"Je vois des femmes qui ont subi une ablation du clitoris"

A l'occasion d'un colloque qui se tient cette semaine à Lyon, le docteur Chantal Bernard dresse un état des lieux sur les mutilations sexuelles féminines dans le département

Lyon Capitale : Quelle est l'ampleur du phénomène des mutilations sexuelles féminines observées dans le Rhône ?
Dr Chantal Bernard : Hors Ile-de-France, le Rhône est le deuxième département le plus concerné par les mutilations sexuelles féminines et le risque d'excision de fillettes chez des populations issues de l'immigration. En consultation, je vois des femmes qui ont subi une ablation du clitoris, associée parfois à une mutilation des petites lèvres et à une infibulation, une suture des lèvres.
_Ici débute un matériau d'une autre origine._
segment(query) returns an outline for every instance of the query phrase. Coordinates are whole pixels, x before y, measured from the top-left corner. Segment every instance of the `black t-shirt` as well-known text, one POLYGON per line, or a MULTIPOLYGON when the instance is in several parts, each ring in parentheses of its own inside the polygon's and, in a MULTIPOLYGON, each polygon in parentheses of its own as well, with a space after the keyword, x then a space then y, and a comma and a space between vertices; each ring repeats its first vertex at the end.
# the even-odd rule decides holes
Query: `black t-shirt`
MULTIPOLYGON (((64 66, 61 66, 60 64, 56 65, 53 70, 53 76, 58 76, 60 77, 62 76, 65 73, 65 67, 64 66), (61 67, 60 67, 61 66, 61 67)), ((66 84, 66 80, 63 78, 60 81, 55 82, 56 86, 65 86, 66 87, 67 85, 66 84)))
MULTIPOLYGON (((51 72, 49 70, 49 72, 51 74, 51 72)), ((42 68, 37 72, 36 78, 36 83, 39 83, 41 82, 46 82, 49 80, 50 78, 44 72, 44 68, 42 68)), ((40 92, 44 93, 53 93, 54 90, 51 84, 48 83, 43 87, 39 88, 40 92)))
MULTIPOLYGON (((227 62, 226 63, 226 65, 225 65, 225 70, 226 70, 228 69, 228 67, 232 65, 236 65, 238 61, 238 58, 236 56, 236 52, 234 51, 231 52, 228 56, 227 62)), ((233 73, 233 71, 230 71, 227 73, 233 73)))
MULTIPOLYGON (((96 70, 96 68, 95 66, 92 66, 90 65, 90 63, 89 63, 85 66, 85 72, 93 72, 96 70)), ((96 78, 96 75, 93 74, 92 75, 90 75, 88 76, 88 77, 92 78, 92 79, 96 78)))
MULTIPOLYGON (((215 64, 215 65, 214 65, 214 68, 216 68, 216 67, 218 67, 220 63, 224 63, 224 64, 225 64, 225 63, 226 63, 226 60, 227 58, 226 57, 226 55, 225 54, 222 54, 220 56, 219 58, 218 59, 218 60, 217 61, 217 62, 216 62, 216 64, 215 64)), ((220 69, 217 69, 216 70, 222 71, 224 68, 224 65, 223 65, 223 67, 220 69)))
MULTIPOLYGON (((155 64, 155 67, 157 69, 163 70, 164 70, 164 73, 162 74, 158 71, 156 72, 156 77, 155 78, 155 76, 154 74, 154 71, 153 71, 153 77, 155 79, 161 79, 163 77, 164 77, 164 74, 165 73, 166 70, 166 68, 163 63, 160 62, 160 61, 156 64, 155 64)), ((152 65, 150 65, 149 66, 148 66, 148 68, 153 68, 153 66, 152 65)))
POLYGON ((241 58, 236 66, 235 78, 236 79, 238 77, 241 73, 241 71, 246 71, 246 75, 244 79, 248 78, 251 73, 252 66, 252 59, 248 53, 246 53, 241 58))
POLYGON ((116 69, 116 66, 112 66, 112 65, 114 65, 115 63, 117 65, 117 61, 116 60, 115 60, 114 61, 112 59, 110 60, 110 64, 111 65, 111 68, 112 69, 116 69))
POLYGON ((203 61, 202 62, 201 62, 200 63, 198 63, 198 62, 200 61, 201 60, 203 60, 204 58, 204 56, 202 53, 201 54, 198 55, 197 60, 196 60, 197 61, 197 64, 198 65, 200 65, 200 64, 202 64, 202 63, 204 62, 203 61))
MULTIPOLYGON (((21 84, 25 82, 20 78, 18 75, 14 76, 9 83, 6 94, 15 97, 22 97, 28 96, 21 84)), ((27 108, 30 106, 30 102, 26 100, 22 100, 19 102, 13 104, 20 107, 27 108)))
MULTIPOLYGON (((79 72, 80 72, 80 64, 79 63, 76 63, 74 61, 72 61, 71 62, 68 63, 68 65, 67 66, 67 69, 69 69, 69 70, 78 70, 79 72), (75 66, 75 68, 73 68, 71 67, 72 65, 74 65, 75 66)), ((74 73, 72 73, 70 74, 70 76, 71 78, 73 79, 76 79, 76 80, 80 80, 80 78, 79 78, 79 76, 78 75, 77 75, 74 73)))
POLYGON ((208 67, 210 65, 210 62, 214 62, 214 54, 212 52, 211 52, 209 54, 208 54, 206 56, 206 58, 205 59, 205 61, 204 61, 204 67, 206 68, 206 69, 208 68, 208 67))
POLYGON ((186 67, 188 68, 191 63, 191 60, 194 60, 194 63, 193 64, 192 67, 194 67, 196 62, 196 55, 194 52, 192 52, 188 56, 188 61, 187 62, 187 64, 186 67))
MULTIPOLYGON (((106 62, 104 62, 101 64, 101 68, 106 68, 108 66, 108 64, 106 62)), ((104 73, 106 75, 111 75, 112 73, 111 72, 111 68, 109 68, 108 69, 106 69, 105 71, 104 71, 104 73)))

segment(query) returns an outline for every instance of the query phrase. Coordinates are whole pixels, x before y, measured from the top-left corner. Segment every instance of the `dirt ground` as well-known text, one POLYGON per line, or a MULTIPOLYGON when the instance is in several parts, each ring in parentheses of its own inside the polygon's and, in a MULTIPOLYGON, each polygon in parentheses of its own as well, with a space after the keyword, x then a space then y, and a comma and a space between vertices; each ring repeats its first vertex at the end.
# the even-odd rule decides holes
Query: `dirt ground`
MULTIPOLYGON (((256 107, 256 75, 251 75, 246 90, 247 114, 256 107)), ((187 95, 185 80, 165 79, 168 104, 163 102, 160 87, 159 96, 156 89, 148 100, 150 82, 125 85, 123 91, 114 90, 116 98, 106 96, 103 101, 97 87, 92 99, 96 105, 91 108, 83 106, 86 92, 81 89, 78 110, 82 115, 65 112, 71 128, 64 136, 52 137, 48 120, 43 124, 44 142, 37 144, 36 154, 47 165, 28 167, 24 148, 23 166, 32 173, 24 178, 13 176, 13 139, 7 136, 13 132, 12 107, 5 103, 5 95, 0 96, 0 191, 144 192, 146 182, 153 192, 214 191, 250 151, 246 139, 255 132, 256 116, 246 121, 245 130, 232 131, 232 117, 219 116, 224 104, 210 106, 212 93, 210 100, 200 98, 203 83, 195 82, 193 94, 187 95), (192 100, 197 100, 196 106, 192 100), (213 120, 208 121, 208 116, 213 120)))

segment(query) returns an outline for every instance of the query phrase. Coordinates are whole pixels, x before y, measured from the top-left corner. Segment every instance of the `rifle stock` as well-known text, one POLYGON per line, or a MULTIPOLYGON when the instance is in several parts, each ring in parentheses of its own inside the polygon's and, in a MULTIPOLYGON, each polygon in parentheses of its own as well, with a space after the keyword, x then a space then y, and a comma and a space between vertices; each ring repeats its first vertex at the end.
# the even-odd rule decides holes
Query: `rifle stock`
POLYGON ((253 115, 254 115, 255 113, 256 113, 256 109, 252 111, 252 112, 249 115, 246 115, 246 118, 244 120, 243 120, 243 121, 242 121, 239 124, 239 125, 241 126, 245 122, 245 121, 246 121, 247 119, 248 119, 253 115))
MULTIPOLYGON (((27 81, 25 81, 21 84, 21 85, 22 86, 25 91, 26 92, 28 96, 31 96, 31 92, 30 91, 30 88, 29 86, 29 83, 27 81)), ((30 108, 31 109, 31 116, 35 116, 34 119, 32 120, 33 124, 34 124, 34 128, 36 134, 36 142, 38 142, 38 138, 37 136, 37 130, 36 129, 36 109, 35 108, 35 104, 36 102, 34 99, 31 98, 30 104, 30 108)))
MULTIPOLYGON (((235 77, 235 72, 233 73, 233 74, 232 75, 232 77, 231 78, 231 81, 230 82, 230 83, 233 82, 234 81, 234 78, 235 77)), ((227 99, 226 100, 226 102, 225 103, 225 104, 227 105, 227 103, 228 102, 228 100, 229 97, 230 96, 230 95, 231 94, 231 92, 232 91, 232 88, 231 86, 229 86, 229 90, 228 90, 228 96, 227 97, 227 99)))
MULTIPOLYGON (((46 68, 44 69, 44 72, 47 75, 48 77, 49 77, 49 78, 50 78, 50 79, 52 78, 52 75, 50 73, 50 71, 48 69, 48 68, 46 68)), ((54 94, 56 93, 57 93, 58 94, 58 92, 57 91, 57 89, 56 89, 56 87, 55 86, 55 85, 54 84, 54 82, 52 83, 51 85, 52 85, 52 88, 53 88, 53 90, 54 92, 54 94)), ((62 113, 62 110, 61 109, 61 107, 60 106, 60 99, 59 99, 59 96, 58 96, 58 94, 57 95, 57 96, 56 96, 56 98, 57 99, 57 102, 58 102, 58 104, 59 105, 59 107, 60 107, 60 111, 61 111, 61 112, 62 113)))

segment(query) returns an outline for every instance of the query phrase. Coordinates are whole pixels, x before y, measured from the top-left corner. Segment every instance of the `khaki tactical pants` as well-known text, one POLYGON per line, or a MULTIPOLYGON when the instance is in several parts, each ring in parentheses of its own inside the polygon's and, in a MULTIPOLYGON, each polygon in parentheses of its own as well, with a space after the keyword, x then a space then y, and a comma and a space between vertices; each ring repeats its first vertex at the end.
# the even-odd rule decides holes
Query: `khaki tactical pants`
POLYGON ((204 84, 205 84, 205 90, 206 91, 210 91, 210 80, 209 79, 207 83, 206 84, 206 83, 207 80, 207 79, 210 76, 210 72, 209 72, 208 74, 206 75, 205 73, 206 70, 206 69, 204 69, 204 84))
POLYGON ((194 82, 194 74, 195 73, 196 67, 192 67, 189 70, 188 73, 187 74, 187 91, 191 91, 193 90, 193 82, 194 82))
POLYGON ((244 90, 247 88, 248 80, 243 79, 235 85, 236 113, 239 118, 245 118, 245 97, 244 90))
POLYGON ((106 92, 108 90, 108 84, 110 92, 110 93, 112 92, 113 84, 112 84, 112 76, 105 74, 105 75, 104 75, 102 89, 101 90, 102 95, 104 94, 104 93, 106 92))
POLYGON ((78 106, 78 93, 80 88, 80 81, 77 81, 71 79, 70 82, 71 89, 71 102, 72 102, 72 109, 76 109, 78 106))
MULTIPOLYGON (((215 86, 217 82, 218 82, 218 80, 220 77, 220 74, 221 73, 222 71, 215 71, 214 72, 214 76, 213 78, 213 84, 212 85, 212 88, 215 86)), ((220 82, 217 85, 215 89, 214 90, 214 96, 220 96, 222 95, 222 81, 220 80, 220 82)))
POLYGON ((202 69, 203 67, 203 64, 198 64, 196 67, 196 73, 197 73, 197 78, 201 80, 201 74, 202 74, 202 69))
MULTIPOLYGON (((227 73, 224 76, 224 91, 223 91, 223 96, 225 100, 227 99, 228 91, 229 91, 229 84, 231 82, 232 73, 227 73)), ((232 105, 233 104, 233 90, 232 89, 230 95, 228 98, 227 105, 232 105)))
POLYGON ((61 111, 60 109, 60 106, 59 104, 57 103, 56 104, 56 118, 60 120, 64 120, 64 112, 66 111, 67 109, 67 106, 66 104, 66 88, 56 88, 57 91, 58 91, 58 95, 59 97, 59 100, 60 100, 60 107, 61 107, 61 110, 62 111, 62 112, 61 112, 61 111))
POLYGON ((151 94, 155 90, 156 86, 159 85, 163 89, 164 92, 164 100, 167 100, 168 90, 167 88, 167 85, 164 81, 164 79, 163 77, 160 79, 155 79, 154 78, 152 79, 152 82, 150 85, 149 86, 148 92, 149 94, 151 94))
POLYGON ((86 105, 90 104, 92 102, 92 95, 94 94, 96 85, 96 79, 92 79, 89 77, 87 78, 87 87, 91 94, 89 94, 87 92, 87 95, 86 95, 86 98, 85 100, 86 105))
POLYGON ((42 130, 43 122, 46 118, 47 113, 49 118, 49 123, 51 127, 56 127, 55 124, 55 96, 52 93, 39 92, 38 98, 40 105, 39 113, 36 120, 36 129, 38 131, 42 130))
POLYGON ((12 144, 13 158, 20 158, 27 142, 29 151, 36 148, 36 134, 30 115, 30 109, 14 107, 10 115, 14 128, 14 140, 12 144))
Les pratiques varient selon les ethnies d'origine. Dans le Rhône, ces femmes viennent essentiellement de Somalie, du Soudan, du Mali et du Sénégal. Le risque, c'est qu'à l'occasion d'un retour au pays pendant les vacances, elles acceptent de faire exciser leurs filles. Même si elles n'y sont pas favorables, la pression sociale peut être très forte.

Comment ces femmes vivent-elles leur excision ?
La plupart n'en veulent pas à leur mère qui avait le souci que leur fille soit intégrée dans la communauté, se marient. Certaines demandent une intervention chirurgicale pour lutter contre les douleurs au moment des règles, des rapports sexuels, de l'accouchement. Les douleurs peuvent aussi être permanentes lorsque les mutilations sont importantes et que la cicatrisation s'est mal faite. D'autres souhaitent une réparation de leur clitoris et des lèvres.

Quelles sont les actions mises en place dans le Rhône pour lutter contre ces mutilations ?
A la demande de femmes de la communauté africaine, un groupe de prévention a été créé sur le Rhône, il y a 5 ans, sous l'égide de l'ADES. On est intervenu, en particulier, à Vaulx-en-Velin auprès de la communauté somalienne en expliquant les risques de graves complications liées à l'excision, son interdiction par la loi française. Un imam est venu rappeler que le Coran ne recommandait pas ces pratiques. La prévention avance, une permanence d'écoute téléphonique doit se mettre en place prochainement à Lyon et une réflexion est engagée pour proposer aux femmes des réparations chirurgicales.

En quoi consiste cette chirurgie réparatrice ?
On peut restaurer le bourgeon clitoridien en l'étirant de l'intérieur et éventuellement une partie des petites lèvres. Mais il faut bien évaluer la motivation de ces femmes, le clitoris n'est pas forcément synonyme de plaisir et l'excision n'est pas synonyme de frigidité.

*Le Docteur Chantal Bernard est membre du groupe de travail sur les mutilations sexuelles féminines de l'Association départementale d'Education pour la santé du Rhône (ADES).

> Colloque régional sur les mutilations sexuelles féminines, le 27 février, à la Préfecture de la Région Rhône-Alpes.